彼は高嶺のヤンキー様3(元ヤン)




「にゃははは!脇差の刺し方おかしくねぇ~!?サムライは二本そろえる系っしょ~!?」

「ちーちゃんはそれでいいかもしれないけど、僕のは刀じゃないからね。両手でいつも抜けるようにしなきゃ使いにくいよ?」

「そっか!ヤベ!俺もチェンジがお勧め!?どーする、チョコたん!?」

「え!?いや~今までそれできたなら、そのままでいいですよ。カッコいいから。」





最後はお世辞で言う。

時代劇みたいに、短い刀と長い刀が並んで刺さっているならいいが、同じ長さの刀が並んで刺さっているのは不格好だ。





「えー♪イケメンとかマジ照れるんすけど~!?ウェイウェイウェイ♪チョコたんがそこまで言うなら、男前のままでいちゃう系!?」



〔★凛のリップサービス、長政は喜んでいる★〕



(誰もそこまで言ってないけど・・・・)





そんな私の気持ちに気づくことなく、うんうんと嬉しそうにうなずきながらちーちゃんは言う。

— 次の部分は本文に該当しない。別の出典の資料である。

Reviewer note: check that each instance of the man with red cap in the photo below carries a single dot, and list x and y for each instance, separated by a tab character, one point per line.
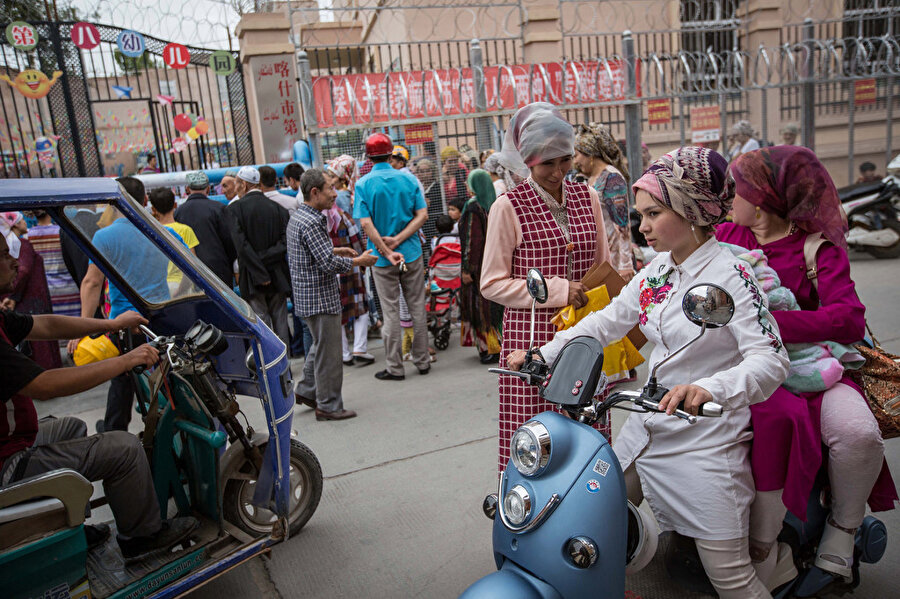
391	209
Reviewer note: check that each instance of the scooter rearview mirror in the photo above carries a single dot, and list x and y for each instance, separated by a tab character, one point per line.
708	304
537	286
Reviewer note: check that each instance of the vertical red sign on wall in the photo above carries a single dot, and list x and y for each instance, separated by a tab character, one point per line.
864	92
659	112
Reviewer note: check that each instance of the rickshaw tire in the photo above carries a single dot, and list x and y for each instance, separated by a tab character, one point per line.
307	464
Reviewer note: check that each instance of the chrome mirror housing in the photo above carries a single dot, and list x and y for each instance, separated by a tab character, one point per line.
708	305
537	286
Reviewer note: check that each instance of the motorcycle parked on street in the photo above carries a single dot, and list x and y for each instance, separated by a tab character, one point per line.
872	214
563	526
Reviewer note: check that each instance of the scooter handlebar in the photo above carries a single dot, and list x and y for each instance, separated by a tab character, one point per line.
517	373
709	409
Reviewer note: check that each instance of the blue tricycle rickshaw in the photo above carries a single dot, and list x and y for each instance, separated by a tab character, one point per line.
250	489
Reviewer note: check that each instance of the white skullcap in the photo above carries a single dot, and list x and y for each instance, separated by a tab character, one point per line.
249	174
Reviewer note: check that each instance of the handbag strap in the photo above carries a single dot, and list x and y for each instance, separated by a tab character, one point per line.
811	246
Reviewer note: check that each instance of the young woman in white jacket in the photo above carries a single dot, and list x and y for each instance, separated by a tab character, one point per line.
696	478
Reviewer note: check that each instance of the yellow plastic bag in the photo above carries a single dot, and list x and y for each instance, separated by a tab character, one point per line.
618	357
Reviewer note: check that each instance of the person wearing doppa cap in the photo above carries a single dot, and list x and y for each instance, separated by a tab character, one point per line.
258	230
207	218
544	222
229	185
391	209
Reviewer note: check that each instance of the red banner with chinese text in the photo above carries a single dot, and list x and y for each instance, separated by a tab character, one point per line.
382	97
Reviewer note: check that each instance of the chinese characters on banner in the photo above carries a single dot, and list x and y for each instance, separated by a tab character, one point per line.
418	134
274	80
659	112
864	92
705	124
380	97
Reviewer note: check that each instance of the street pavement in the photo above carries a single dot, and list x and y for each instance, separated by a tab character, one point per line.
400	514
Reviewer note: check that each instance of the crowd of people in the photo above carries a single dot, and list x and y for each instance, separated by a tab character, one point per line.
353	249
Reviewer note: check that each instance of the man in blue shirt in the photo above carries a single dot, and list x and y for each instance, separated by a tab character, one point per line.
144	267
391	209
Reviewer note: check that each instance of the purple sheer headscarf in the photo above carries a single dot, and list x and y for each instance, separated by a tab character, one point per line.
791	182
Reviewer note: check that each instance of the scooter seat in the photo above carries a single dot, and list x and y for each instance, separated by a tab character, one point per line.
858	190
42	504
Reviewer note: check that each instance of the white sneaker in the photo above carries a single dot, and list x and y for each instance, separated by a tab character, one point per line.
835	552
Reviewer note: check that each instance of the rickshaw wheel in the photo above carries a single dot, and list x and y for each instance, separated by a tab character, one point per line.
306	490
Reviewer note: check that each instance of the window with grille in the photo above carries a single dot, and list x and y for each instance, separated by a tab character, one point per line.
871	18
709	25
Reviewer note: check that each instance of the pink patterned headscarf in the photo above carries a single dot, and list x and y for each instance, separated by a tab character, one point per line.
692	181
344	167
791	182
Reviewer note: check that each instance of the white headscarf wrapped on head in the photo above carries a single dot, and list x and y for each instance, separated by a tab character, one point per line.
536	133
7	221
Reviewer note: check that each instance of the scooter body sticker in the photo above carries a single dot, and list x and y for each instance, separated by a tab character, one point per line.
601	467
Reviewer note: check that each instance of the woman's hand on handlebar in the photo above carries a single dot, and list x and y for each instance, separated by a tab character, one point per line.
515	359
144	355
577	296
693	397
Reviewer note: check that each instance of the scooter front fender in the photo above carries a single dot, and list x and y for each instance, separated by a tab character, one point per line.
510	581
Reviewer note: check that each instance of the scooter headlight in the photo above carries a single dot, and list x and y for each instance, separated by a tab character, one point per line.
517	505
530	448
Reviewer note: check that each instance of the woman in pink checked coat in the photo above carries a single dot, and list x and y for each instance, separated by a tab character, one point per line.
546	223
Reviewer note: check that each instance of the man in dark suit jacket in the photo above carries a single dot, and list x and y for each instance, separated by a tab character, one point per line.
207	218
259	232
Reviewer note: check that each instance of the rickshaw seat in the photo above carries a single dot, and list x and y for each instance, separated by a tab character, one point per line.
42	504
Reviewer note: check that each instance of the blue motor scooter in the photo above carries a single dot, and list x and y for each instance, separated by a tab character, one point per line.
563	526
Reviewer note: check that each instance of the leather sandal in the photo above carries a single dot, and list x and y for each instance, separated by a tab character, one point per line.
835	554
385	375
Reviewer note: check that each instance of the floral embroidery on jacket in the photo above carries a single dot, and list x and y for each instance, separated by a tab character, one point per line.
760	306
654	291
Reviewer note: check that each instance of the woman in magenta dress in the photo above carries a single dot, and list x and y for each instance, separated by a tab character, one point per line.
547	223
784	194
30	294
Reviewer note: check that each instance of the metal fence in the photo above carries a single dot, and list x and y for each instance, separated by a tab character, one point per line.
803	79
105	114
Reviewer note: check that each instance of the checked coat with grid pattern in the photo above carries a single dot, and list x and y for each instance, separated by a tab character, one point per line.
544	246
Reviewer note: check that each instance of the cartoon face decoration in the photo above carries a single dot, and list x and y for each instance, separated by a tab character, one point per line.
32	84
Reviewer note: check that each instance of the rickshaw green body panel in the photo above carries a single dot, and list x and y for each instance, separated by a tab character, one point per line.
188	444
56	561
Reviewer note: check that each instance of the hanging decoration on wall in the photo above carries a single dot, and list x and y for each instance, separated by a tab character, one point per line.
222	62
184	121
191	125
131	43
45	149
122	91
32	84
178	145
176	56
85	36
21	35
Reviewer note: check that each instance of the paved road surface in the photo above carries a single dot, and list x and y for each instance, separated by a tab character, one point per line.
400	514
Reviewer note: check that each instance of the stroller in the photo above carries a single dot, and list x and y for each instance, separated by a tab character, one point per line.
444	281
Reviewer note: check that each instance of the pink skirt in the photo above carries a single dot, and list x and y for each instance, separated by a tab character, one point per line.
787	450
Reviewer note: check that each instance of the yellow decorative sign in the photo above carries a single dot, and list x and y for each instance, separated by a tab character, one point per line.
32	84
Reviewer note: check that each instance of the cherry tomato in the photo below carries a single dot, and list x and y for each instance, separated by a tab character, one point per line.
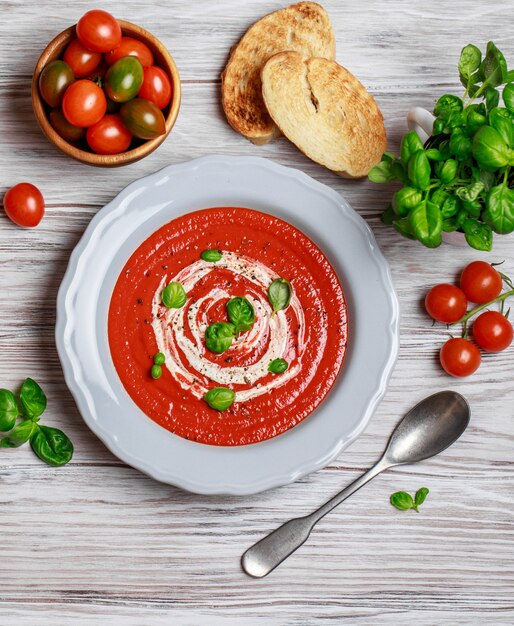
24	205
63	127
492	331
130	47
99	31
156	86
81	60
124	79
480	282
108	136
446	303
143	118
84	103
459	357
55	78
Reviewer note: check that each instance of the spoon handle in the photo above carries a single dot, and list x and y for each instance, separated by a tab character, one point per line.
261	558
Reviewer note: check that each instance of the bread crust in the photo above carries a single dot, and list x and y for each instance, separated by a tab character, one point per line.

「しかたないなぁ~チョコたんは可愛い担当で、俺がカッコいいの担当で決まりっしょ!?」

「できれば、カッコイイに入れて下さい。」

「えー!?いいじゃん!?もぉチョコたんてば、可愛い、可愛い♪ウェイウェイウェイ!」

「ちょ、あはははは!くすぐったいですよぉ~!」



「って―――――――――――――待てよ、ながまさぁぁぁぁぁ!!?」

「りんどうもぉぉぉぉ!!?」





ヘラヘラしながら、ちーちゃんこと長政が私を頬ずりした瞬間。

私と彼の背後から、私達を呼ぶ声がした。





「あん?」

「どうしました?」


「「どうしましたじゃねぇよっっっ!!?」」





お互いに自分の後ろを振り返りながら聞く。

それに真っ先に反応したのは、私の方。





「りんどー!!どういうことだぁぁぁ!!?」

「え?どうって?」

「なっ・・・・なんで凛が、JAGUARのリーダーとじゃれてんだよ!?」

「チョコたんにちーちゃんだぁ!?」

「めっちゃフレンドリーじゃねぇか!?」

「説明してください、凛さん!」

「凛君・・・それだとまるで、凛君達は・・・」

「うはははは!なんや!そうならそうと言ったらええやんか、凛~!」





強張った顔で聞く友達の中で、唯一ヘラヘラしていたヤマトが言った。